Based on the above analysis, this paper explores a specific end-to-end learning-based framework for the HSI compression task. The contributions of this research are as follows.
(1) A spatial and spectral network (SS-Net) is developed and embedded into the comprehensive ANN-based compression architecture so as to both realize the nonlinear transform and take into account the anisotropic characteristic of HSIs. The proposed architecture links cascades of convolutional neural networks to the anisotropic HSI cubes, which can possess a more powerful representation capability than traditional linear transform codecs.
(2) A Student’s T hyperprior that merges the statistics of the latents and the side information concept into a unified neural network is proposed to learn an accurate entropy model for entropy coding, which can not only increase the flexibility of entropy model, but also greatly improve the efficiency of entropy coding.
(3) The experimental results show that the proposed compression framework can outperform the commonly used linear transform coding methods for HSI compression in terms of rate-distortion performance. To the best of our knowledge, the present method is the first joint rate-distortion optimization with an ANN-based method developed for the HSI compression task.
The remainder of the paper is organized as follows.
Section 2 provides a comprehensive review of the related works. The proposed novel HSI compression model and network architecture are presented in
Section 3.
Section 4 specifies the experimental setup, and the results of the proposed method are represented visually and quantitatively and are compared to those of the widely used HSI codecs. Then, the strengths and weaknesses of the proposed method are assessed based on two nature HSI datasets and one remote sensing HSI dataset for three distortion metrics. In
Section 5, the conclusions of this paper and future works are discussed.
5. Conclusions
We propose an end-to-end network architecture for the hyperspectral compression task, which not only involves particular characteristics of HSIs, but also embeds an accurate entropy model. First, an SS-Net is designed to match the anisotropic characteristic of HSIs to capture a more powerful latent representation. Then, a Student’s T hyperprior is proposed to reduce the mismatch between the entropy model and latent representation, since the latents exhibit striking non-Gaussian characteristics, and an inaccurate or unmatched prior of the latent representation can lead to an inexact rate estimation. The summarized results illustrate that our method displays better rate-distortion performance than the state-of-the-art linear transform coding methods, which suffer from issues with visual artifacts at low bit rates.

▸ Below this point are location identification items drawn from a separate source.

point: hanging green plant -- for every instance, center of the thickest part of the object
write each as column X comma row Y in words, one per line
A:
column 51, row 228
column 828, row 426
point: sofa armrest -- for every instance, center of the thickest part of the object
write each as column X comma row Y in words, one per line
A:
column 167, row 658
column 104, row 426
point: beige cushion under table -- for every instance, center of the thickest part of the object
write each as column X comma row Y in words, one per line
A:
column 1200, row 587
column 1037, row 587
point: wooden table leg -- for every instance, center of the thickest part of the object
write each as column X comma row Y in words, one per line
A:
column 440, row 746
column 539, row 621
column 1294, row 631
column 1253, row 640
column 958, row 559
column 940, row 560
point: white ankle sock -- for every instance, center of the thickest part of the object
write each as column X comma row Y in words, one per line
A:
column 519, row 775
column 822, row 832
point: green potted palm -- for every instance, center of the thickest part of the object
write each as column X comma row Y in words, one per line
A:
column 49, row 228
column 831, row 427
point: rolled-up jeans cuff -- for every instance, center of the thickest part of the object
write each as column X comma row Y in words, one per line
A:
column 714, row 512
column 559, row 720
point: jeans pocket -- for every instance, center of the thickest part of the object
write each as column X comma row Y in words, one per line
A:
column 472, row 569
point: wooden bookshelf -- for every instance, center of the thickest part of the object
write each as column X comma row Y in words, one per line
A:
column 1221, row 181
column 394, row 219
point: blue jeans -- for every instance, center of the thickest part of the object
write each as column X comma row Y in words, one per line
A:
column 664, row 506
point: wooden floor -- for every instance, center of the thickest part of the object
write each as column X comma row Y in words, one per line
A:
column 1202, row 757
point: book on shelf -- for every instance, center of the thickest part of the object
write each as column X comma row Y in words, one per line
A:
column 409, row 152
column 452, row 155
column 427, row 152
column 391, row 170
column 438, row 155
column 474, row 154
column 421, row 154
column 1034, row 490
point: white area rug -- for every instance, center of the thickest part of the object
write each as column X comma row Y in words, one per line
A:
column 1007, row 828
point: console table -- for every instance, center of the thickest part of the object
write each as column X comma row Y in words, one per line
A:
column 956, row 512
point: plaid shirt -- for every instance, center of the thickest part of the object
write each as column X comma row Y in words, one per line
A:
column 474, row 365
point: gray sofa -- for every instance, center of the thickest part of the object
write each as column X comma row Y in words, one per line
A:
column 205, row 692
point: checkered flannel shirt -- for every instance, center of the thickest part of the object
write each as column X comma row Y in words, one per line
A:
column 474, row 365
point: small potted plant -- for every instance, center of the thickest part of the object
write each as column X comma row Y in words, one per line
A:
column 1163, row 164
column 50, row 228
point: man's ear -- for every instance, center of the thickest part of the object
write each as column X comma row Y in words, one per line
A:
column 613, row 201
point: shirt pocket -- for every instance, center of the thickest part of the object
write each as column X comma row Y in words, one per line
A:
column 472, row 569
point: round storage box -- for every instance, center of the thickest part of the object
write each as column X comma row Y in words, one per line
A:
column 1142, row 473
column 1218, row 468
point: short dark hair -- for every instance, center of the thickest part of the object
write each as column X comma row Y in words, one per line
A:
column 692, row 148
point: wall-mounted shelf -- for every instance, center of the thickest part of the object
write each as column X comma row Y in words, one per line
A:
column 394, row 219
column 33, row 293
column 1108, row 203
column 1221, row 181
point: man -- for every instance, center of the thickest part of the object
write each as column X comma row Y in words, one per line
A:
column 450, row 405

Our study verifies the potential of ANNs for the HSI compression task. The excellent rate-distortion performance over the low-resolution remote sensing HSI dataset can provide convenient storage and transmission for some low-resolution HSI tasks (e.g., HSI fusion). To some extent, our HSI compression method may reduce the impact on the accuracy of other HSI tasks, as our Student’s T prior based models are considerable compared with other compression methods. Although the choice of the degree of freedom increases the flexibility of the entropy model, it also brings a difficulty in selecting the best value, as we fix it in our experiments. In addition, our model may not match the performance of carefully optimized traditional compression methods due to the domain shift between the training set and the testing set. Therefore, the construction of a model that can quickly adapt to different HSI compression tasks and achieve an optimal rate-distortion performance needs to be performed in the future.